Organizations hold thousands of hours of video. With facial recognition technologies, a video showing you were in a certain place at a certain time reflects a biometric and unchangeable aspect of identity and reveals recognizable personal data. But it’s also one of the hardest to anonymize manually, requiring big teams to trawl through footage, and with a significant risk of missing something. Facial recognition is nothing new – but in most cases, the algorithms are trained to identify and profile individuals, not to remove them.

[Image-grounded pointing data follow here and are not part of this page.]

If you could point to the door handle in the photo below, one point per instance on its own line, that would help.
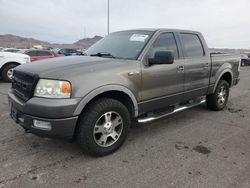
(180, 68)
(206, 66)
(133, 73)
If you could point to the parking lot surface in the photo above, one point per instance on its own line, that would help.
(193, 148)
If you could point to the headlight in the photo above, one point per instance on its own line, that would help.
(53, 89)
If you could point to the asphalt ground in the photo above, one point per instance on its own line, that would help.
(194, 148)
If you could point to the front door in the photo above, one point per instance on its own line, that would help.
(162, 84)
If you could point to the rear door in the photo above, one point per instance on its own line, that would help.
(162, 84)
(196, 65)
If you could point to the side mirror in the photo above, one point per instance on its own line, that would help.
(162, 57)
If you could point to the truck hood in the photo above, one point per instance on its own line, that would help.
(65, 67)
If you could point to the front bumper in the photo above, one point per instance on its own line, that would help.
(58, 113)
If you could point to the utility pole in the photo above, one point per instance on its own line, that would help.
(84, 30)
(108, 19)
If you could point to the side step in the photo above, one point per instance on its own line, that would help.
(178, 109)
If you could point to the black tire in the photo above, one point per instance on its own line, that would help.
(214, 101)
(5, 71)
(88, 121)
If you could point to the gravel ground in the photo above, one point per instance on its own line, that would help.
(194, 148)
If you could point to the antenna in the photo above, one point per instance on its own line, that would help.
(108, 19)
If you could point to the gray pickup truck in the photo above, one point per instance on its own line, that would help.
(141, 75)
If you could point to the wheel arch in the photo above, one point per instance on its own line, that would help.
(226, 75)
(118, 92)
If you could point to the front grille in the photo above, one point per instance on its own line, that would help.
(23, 85)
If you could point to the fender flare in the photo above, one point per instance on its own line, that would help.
(221, 74)
(91, 95)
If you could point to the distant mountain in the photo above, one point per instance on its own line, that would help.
(13, 41)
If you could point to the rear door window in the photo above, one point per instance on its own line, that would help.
(192, 46)
(43, 53)
(164, 42)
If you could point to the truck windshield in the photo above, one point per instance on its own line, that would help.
(122, 45)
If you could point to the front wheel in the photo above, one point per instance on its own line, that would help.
(103, 127)
(218, 100)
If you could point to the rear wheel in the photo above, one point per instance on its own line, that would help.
(218, 100)
(7, 72)
(103, 127)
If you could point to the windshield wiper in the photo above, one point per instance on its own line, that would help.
(102, 54)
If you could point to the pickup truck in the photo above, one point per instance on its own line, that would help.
(134, 75)
(8, 61)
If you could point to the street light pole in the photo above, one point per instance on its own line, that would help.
(108, 19)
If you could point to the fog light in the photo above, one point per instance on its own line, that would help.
(42, 125)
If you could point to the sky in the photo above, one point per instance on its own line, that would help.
(224, 23)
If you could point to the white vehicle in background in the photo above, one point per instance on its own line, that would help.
(14, 50)
(8, 61)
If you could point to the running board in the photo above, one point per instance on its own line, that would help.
(179, 109)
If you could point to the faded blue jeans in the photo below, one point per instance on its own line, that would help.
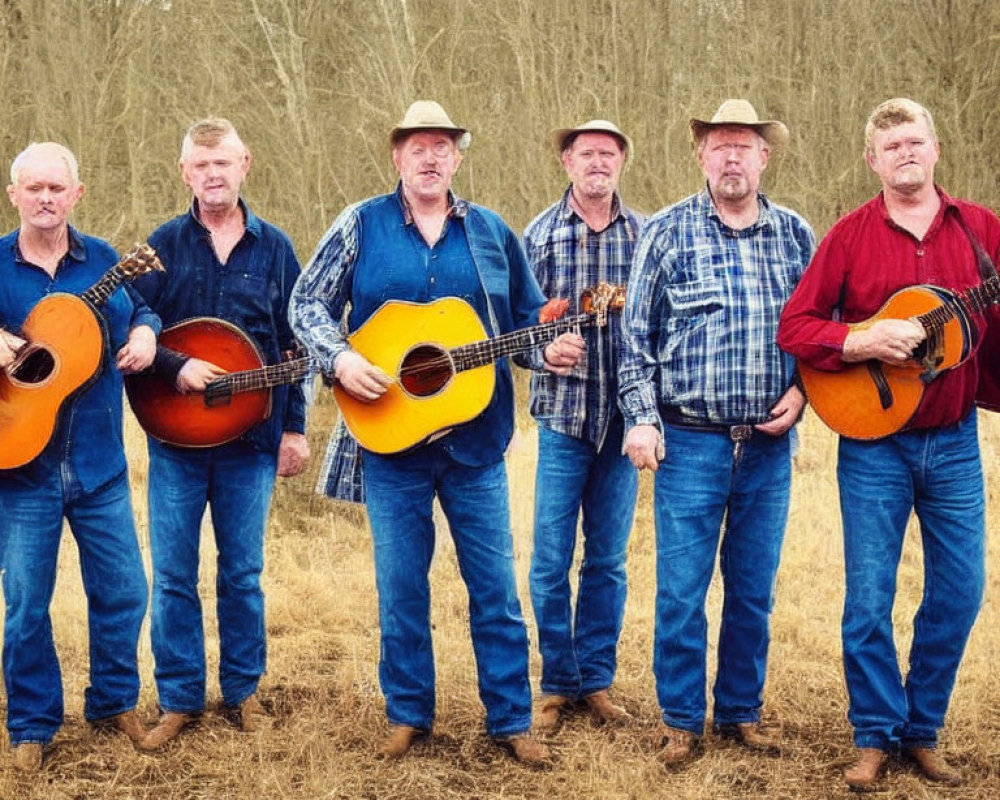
(938, 474)
(698, 496)
(114, 581)
(236, 482)
(580, 650)
(399, 493)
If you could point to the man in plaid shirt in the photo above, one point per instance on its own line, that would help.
(583, 240)
(709, 403)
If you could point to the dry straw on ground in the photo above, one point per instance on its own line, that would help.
(328, 714)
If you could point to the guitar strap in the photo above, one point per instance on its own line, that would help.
(987, 269)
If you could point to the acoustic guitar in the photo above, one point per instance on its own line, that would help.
(230, 405)
(873, 399)
(63, 344)
(442, 365)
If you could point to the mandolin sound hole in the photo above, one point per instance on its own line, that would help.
(425, 370)
(34, 367)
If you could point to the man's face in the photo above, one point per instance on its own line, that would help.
(45, 192)
(216, 174)
(426, 161)
(732, 160)
(594, 164)
(904, 156)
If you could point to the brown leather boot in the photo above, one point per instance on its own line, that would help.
(128, 722)
(934, 766)
(676, 746)
(754, 735)
(550, 711)
(528, 750)
(602, 710)
(170, 724)
(399, 741)
(865, 772)
(252, 716)
(28, 757)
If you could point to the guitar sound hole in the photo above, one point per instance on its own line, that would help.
(34, 367)
(425, 370)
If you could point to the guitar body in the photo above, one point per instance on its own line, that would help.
(409, 341)
(873, 399)
(186, 420)
(63, 357)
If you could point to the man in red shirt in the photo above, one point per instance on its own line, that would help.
(911, 233)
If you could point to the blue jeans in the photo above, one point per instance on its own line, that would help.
(938, 474)
(114, 581)
(579, 652)
(236, 482)
(399, 495)
(697, 492)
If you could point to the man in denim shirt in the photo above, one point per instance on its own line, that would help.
(418, 244)
(80, 475)
(221, 261)
(703, 378)
(584, 239)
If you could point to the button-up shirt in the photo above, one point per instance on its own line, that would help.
(567, 257)
(87, 442)
(251, 290)
(865, 258)
(374, 253)
(702, 313)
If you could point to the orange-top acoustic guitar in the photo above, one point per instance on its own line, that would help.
(442, 364)
(230, 405)
(873, 399)
(61, 355)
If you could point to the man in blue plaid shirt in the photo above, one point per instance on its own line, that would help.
(710, 403)
(584, 240)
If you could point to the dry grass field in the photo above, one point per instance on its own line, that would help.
(328, 715)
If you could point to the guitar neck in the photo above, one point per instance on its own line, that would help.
(264, 378)
(477, 354)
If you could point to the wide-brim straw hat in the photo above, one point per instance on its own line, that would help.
(427, 115)
(741, 112)
(561, 136)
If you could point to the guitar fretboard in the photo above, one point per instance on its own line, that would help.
(487, 351)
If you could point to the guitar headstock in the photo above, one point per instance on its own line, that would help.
(601, 299)
(139, 261)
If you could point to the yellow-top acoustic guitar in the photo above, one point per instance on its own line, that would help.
(442, 363)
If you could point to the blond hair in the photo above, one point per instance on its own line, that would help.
(898, 111)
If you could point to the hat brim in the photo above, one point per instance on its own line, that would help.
(773, 132)
(560, 137)
(398, 133)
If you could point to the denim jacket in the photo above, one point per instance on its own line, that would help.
(324, 292)
(251, 290)
(87, 441)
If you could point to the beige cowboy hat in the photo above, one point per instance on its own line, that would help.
(427, 115)
(741, 112)
(561, 136)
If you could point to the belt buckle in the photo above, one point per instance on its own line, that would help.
(740, 433)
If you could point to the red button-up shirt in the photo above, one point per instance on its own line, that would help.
(862, 261)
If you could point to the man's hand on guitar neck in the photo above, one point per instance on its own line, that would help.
(359, 377)
(888, 340)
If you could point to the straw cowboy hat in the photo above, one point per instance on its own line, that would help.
(561, 137)
(426, 115)
(740, 112)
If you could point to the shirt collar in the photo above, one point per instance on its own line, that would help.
(566, 210)
(764, 219)
(457, 207)
(76, 250)
(250, 220)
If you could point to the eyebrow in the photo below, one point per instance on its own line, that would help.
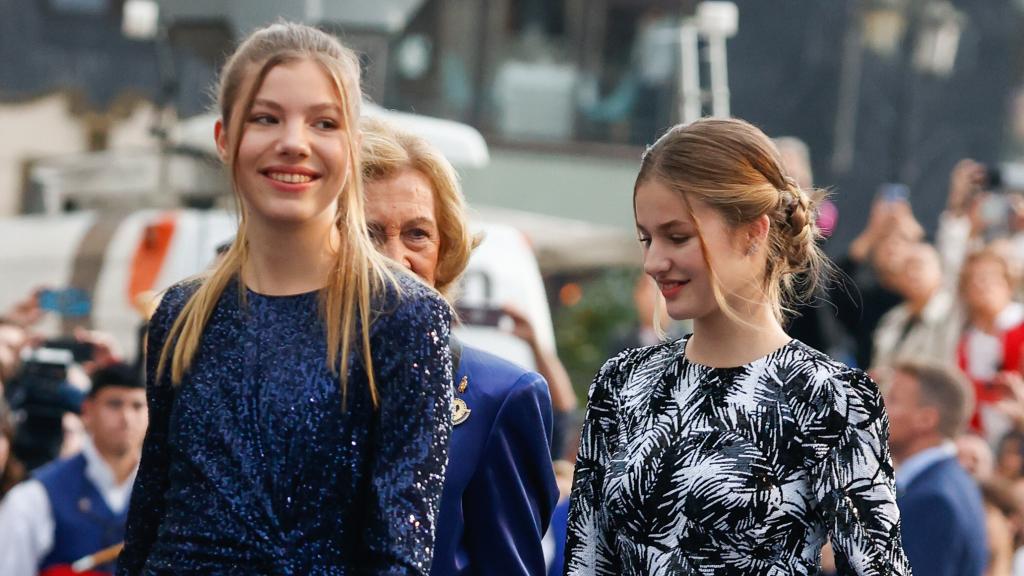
(669, 224)
(333, 107)
(422, 220)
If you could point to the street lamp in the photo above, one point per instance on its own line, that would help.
(718, 22)
(937, 44)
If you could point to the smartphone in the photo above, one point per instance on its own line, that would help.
(894, 192)
(81, 352)
(993, 178)
(69, 301)
(480, 316)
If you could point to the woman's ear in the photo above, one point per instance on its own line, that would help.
(757, 232)
(220, 136)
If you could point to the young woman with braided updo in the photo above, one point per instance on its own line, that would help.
(736, 449)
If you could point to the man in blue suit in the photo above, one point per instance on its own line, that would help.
(943, 519)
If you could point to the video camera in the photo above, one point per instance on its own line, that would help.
(39, 396)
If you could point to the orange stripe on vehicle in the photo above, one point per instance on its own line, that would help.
(150, 256)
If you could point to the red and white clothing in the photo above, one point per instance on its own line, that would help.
(981, 356)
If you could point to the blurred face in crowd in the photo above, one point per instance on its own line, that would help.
(887, 259)
(402, 221)
(673, 254)
(985, 287)
(116, 418)
(909, 418)
(922, 273)
(1010, 460)
(4, 449)
(975, 455)
(12, 339)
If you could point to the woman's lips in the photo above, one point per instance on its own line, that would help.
(672, 288)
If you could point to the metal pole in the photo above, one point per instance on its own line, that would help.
(719, 76)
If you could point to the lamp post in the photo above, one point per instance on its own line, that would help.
(716, 22)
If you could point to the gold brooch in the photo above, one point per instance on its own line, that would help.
(460, 411)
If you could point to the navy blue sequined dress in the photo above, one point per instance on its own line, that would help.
(252, 466)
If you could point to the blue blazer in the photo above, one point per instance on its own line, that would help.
(943, 522)
(500, 486)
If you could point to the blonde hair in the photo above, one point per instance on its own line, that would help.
(734, 168)
(358, 272)
(387, 152)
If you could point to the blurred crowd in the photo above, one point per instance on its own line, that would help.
(938, 324)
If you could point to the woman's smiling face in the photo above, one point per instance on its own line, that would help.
(293, 159)
(673, 254)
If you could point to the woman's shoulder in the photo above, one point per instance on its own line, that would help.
(408, 300)
(639, 362)
(828, 395)
(498, 376)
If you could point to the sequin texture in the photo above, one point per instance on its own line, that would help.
(252, 466)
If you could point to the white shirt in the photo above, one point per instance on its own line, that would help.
(918, 463)
(27, 524)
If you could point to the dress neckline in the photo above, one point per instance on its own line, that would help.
(279, 297)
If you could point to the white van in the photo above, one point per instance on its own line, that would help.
(115, 257)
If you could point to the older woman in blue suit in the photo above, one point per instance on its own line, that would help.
(500, 487)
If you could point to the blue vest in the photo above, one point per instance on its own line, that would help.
(83, 522)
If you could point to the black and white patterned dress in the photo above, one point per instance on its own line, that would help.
(686, 469)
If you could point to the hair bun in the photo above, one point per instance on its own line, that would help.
(800, 223)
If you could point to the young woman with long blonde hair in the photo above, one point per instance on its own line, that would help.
(300, 393)
(734, 450)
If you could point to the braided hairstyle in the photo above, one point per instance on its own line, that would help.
(734, 168)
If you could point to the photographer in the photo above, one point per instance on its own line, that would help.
(77, 506)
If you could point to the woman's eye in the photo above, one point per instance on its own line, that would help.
(262, 119)
(418, 235)
(376, 233)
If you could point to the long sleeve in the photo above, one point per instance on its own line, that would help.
(589, 546)
(854, 484)
(509, 501)
(27, 529)
(147, 499)
(413, 366)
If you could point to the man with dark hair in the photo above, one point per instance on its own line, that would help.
(941, 507)
(76, 507)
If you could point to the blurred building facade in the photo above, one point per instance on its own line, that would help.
(566, 91)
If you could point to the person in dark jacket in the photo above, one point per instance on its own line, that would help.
(941, 506)
(500, 487)
(76, 507)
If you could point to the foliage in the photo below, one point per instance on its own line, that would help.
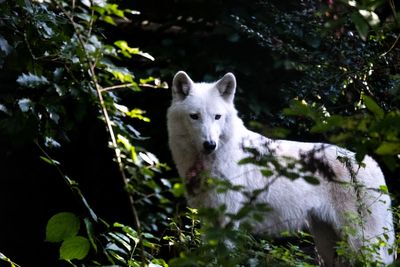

Based on machine-learning, a new platform makes video anonymous by default. SecureRedact ensures no frames of facial privacy are missed. The technology provides fast and accurate redaction of security, survey and events footage in compliance with GDPR (European Union privacy regulation) and Data Privacy legislation, according to

The platform enables various sectors, from law enforcement agencies to security, smart cities, and global brands, to use machine-learning to make their video anonymous in an instant.

The innovative technology developed by UK-based Pimloc is available in the cloud, with the option to host on-premise where needed. The platform has been developed to thrive against even the most messy and difficult to process video, from sources like CCTV and vehicle-mounted cameras in all weather and lighting conditions.

The AI platform which has been trained on millions of images and video has been further fine-tuned with domain-specific video from security and road survey footage. It can be refined by learning from each organization’s specific data to improve this further.